Gualtieri, whose commission report was highly critical of the Broward Sheriff's Office and the deputies' handling of the shooting, told reporters Wednesday that Eason and Stambaugh “failed as much as anybody else did and they should have been fired.”
Gualtieri blasted officers for failing to act when they could have saved lives.
“That's not what cops do, and they shouldn't be cops,” he said.
Speaking earlier to law enforcement officers and education workers at the summit, Gualtieri repeatedly stressed the importance of “harm mitigation.”
“Identify the threat, communicate the threat, react to the threat,” he said. “Harm mitigation is accepting the premise that it is going to happen, and you want to stop it as soon as it starts. One person shot is too many, but one person is better than 34.”
Gualtieri showed little patience for schools that are not complying with safety requirements passed by the Legislature last year after the shooting and strengthened during this year's legislative session.
“Focus on the low-cost and no-cost things like having a hard-corner policy and having training,” he said. “There are so many things that can be done to make a difference and make the schools safer, that don't cost anything. There is no excuse for not doing it. All it takes is a decision maker to have the will to say, 'We are doing it' and to hold people accountable for not doing it.”
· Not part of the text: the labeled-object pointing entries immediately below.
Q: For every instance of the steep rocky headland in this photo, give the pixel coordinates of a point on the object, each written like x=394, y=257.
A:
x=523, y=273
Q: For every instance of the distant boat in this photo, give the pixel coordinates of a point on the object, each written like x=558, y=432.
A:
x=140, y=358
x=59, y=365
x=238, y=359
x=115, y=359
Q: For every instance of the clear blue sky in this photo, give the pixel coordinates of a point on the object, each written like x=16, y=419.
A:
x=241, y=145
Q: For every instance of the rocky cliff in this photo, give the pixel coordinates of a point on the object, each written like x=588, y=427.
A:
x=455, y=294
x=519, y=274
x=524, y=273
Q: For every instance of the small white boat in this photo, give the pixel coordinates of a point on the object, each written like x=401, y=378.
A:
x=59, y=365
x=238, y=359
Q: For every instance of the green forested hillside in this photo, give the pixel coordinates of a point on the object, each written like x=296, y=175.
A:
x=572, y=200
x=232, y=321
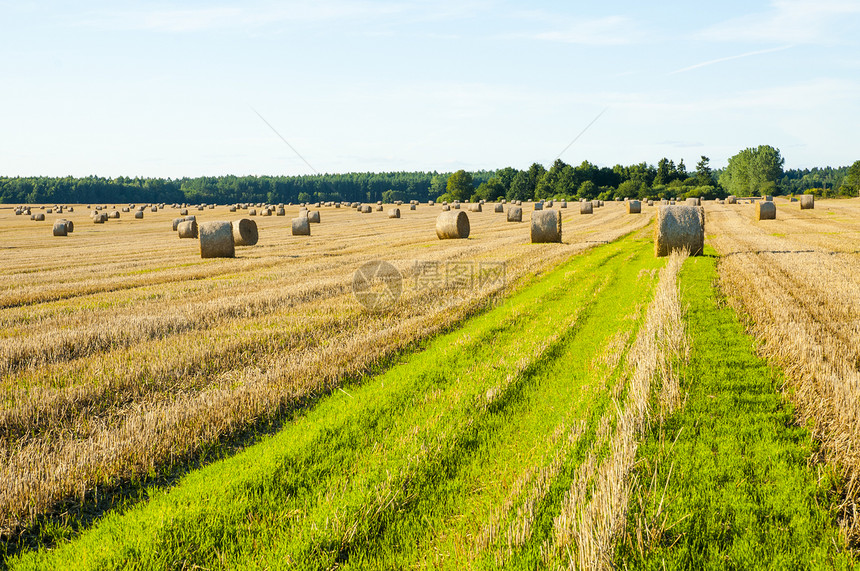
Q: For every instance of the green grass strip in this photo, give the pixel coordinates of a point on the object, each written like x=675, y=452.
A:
x=341, y=473
x=739, y=494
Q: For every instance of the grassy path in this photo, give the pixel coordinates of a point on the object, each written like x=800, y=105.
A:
x=730, y=485
x=460, y=454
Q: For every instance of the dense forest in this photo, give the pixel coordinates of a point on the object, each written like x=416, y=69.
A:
x=752, y=171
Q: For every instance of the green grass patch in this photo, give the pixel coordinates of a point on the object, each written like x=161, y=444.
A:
x=738, y=491
x=380, y=474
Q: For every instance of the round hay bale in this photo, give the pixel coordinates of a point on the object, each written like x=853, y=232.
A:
x=187, y=229
x=245, y=232
x=765, y=210
x=216, y=240
x=60, y=228
x=452, y=225
x=679, y=227
x=546, y=226
x=301, y=226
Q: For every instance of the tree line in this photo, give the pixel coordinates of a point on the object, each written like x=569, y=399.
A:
x=753, y=171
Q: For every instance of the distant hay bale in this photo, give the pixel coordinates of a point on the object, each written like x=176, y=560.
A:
x=187, y=229
x=452, y=225
x=60, y=228
x=301, y=226
x=546, y=226
x=765, y=210
x=216, y=240
x=245, y=232
x=679, y=227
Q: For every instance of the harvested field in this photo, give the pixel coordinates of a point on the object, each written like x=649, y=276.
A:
x=144, y=355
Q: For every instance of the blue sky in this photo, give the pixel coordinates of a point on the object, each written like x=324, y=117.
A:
x=173, y=89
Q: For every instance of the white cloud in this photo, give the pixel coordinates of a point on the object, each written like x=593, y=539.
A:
x=790, y=21
x=728, y=58
x=607, y=31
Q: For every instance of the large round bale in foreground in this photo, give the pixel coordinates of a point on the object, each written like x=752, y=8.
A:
x=187, y=229
x=301, y=226
x=60, y=228
x=765, y=210
x=216, y=240
x=679, y=227
x=245, y=232
x=546, y=226
x=452, y=225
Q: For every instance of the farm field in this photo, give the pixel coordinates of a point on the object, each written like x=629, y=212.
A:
x=493, y=422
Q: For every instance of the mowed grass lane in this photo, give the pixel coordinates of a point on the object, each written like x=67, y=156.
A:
x=730, y=483
x=416, y=460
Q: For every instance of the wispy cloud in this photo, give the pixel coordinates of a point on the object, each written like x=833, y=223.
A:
x=607, y=31
x=791, y=21
x=729, y=58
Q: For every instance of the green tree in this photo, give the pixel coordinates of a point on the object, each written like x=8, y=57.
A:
x=460, y=185
x=704, y=175
x=753, y=171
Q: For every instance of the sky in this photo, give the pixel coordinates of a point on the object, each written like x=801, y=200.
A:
x=169, y=89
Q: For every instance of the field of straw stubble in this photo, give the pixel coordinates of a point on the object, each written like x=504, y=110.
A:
x=123, y=353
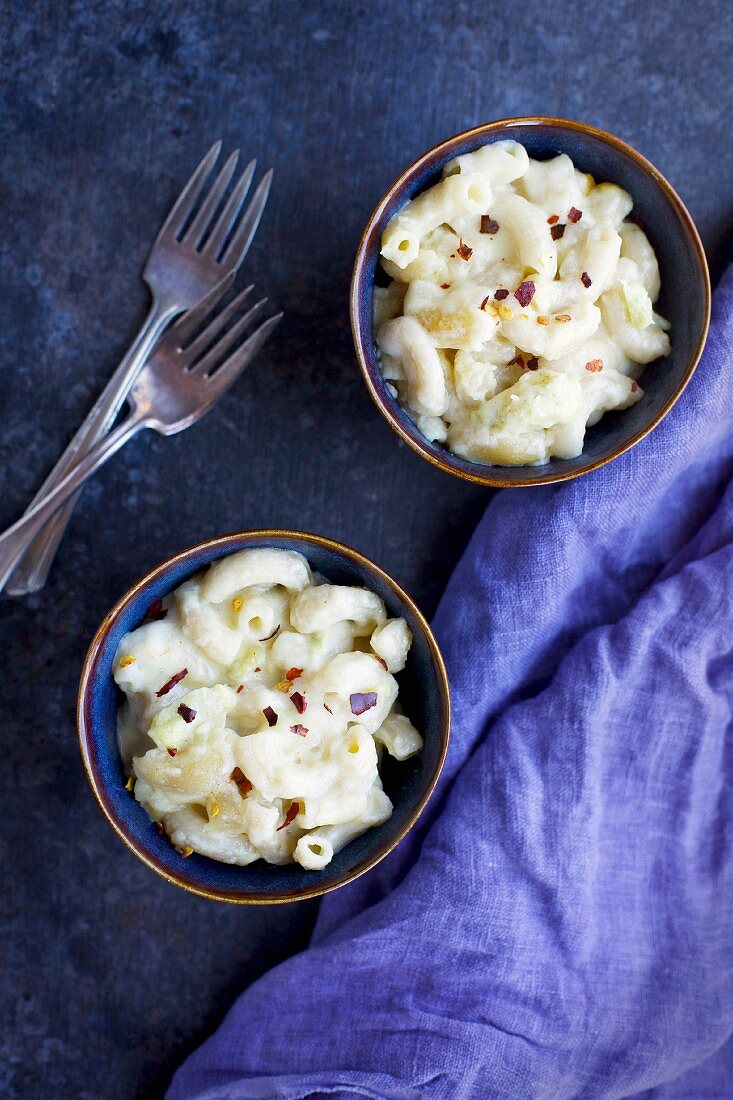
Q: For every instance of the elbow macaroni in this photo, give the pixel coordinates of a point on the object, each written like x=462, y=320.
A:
x=258, y=707
x=520, y=309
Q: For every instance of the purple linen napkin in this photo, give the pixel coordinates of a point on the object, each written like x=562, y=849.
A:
x=561, y=924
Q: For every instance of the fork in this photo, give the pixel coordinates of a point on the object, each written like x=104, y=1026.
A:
x=184, y=377
x=189, y=255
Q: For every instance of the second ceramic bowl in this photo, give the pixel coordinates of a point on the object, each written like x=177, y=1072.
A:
x=685, y=297
x=423, y=694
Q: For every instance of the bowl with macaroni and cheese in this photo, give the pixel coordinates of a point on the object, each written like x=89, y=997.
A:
x=263, y=716
x=528, y=300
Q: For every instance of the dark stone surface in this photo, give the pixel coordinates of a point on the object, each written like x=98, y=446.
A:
x=109, y=975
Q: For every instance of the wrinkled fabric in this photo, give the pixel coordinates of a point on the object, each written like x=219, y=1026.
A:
x=560, y=923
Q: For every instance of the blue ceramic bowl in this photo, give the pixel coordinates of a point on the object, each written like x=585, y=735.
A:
x=423, y=692
x=685, y=297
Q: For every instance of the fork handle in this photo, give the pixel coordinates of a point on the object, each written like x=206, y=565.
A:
x=33, y=568
x=15, y=540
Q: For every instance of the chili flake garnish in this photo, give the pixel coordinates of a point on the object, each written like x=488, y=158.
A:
x=362, y=701
x=488, y=224
x=525, y=293
x=155, y=612
x=175, y=679
x=290, y=816
x=243, y=784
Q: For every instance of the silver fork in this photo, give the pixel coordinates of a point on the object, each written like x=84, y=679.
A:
x=184, y=263
x=184, y=377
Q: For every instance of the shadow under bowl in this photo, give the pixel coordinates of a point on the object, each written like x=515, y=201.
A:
x=423, y=693
x=685, y=298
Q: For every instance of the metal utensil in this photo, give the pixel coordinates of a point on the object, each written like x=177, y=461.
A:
x=198, y=243
x=184, y=377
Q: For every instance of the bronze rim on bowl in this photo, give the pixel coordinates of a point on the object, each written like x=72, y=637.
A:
x=225, y=542
x=442, y=152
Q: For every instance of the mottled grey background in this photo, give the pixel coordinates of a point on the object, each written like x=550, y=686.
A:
x=110, y=976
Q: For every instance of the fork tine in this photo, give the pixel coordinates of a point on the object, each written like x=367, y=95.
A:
x=240, y=242
x=184, y=328
x=229, y=339
x=229, y=371
x=230, y=212
x=185, y=202
x=203, y=341
x=210, y=204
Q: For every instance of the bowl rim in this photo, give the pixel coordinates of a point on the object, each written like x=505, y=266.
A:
x=441, y=152
x=223, y=541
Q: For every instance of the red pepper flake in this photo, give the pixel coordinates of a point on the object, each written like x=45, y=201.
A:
x=525, y=293
x=362, y=701
x=298, y=702
x=175, y=679
x=290, y=816
x=243, y=784
x=155, y=612
x=488, y=224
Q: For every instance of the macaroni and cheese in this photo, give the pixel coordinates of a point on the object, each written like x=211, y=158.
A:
x=521, y=307
x=259, y=700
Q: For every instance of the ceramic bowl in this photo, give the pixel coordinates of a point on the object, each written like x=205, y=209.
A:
x=685, y=298
x=423, y=692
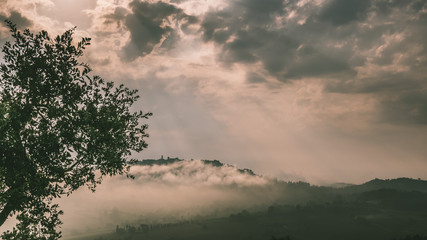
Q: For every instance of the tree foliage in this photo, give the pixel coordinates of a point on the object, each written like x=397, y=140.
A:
x=60, y=129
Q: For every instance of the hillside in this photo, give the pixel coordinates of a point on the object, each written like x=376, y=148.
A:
x=378, y=209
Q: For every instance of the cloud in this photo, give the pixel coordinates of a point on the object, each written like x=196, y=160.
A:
x=165, y=194
x=269, y=33
x=17, y=18
x=149, y=24
x=371, y=47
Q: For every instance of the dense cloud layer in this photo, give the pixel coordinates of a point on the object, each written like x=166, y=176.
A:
x=366, y=47
x=164, y=194
x=149, y=24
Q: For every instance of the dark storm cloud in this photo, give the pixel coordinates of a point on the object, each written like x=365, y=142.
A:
x=146, y=23
x=336, y=40
x=255, y=35
x=17, y=18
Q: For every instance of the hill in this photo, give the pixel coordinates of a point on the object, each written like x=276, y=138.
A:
x=378, y=209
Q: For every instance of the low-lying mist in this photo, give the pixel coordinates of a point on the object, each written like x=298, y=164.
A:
x=179, y=191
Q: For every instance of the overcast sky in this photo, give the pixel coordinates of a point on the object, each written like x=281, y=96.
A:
x=321, y=91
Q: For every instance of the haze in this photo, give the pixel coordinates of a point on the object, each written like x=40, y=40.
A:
x=321, y=91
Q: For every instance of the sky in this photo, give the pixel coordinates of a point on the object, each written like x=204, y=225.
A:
x=321, y=91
For example, schools need to conduct active shooter drills to prepare students and faculty, he said, pointing out that Peterson underwent a single, one-hour active shooter exercise in the three years leading up to the mass shooting.
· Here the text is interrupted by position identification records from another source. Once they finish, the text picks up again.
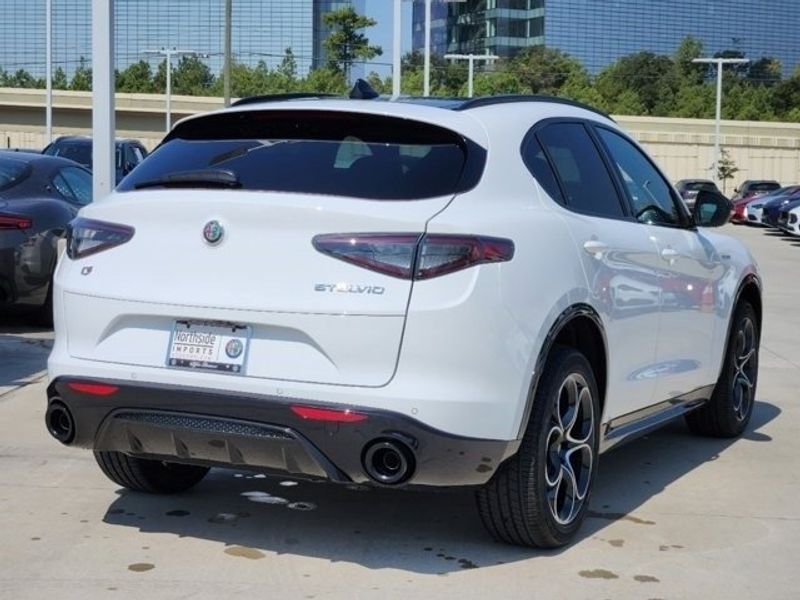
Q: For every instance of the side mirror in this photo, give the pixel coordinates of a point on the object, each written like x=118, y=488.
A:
x=711, y=209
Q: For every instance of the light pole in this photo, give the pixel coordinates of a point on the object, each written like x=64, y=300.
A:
x=471, y=58
x=226, y=70
x=719, y=62
x=396, y=47
x=103, y=123
x=49, y=69
x=426, y=74
x=168, y=54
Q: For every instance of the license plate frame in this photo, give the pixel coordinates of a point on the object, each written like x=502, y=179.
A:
x=226, y=353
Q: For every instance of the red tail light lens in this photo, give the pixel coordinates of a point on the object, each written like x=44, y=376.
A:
x=14, y=222
x=442, y=254
x=93, y=389
x=326, y=414
x=86, y=237
x=414, y=255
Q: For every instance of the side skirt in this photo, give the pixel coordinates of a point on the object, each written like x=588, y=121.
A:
x=645, y=420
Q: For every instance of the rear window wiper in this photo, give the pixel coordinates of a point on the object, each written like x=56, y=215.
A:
x=199, y=178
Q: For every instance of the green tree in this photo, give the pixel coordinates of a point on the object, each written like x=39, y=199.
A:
x=542, y=70
x=60, y=81
x=288, y=66
x=688, y=72
x=137, y=79
x=786, y=97
x=650, y=76
x=347, y=43
x=726, y=169
x=82, y=77
x=191, y=77
x=22, y=79
x=324, y=81
x=765, y=71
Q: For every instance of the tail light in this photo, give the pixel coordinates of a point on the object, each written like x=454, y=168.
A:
x=86, y=237
x=14, y=222
x=414, y=255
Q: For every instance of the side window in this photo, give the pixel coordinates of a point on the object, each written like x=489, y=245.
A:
x=80, y=182
x=62, y=187
x=536, y=161
x=651, y=196
x=584, y=178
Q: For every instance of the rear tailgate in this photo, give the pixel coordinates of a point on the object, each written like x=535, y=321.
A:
x=308, y=316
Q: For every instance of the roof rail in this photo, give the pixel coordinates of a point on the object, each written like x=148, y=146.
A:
x=511, y=98
x=281, y=97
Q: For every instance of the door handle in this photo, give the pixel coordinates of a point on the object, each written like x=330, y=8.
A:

Some school leaders have objected to the drills, Gualtieri said.
“So guess what, they're not doing it,” he said, adding that others are “playing games with it.”
“They're having drills by doing what we're doing here. Sitting talking about it. … That's a bunch of nonsense,” he said. “They don't like it. Guess what. I don't like dead kids. … Go take a look inside that school and see those kids' blood on the floor. … Then see what you want to do.”
Two Parkland students died because they were unable to join their classmates in a “hard” corner, Gualtieri said. A safe corner in another classroom was blocked by a desk, he said, blaming the Broward school system for failing to ensure such a system was in place.
“This is a hard thing to say but because of their lack of a policy and educating the teachers and making sure that the safest area in the room was available, kids died because of that,” he said.
This year's school-safety legislation expanded the “guardian” program, which authorizes specially trained school personnel to be armed. The expansion will allow full-time teachers to join the program, a move that was recommended by the commission.
Gualtieri at one time had insisted that only trained law-enforcement officers should be allowed to carry guns at schools, but he said his view has changed, “based on facts, based on evidence, and based on what we have learned.”
Only half of Florida's 4,000 schools have a full-time school resource officer, who is usually a deputy, Gualtieri said. And police departments are unable to fill vacancies. He said expanding the pool of people — “with the right mindset, the right skill set” and rigorous training — who can bring guns to schools will make campuses safer.
Opponents of allowing teachers to participate in the guardian program served up a “parade of horribles” as the proposal was being considered this year, Gualtieri said.
“What if this. What if that. I don't know. What if? What if we got 34 shot and killed people in three minutes and 51 seconds? No greater parade of horribles,” he said.
Dara Kam reports for the News Service of Florida.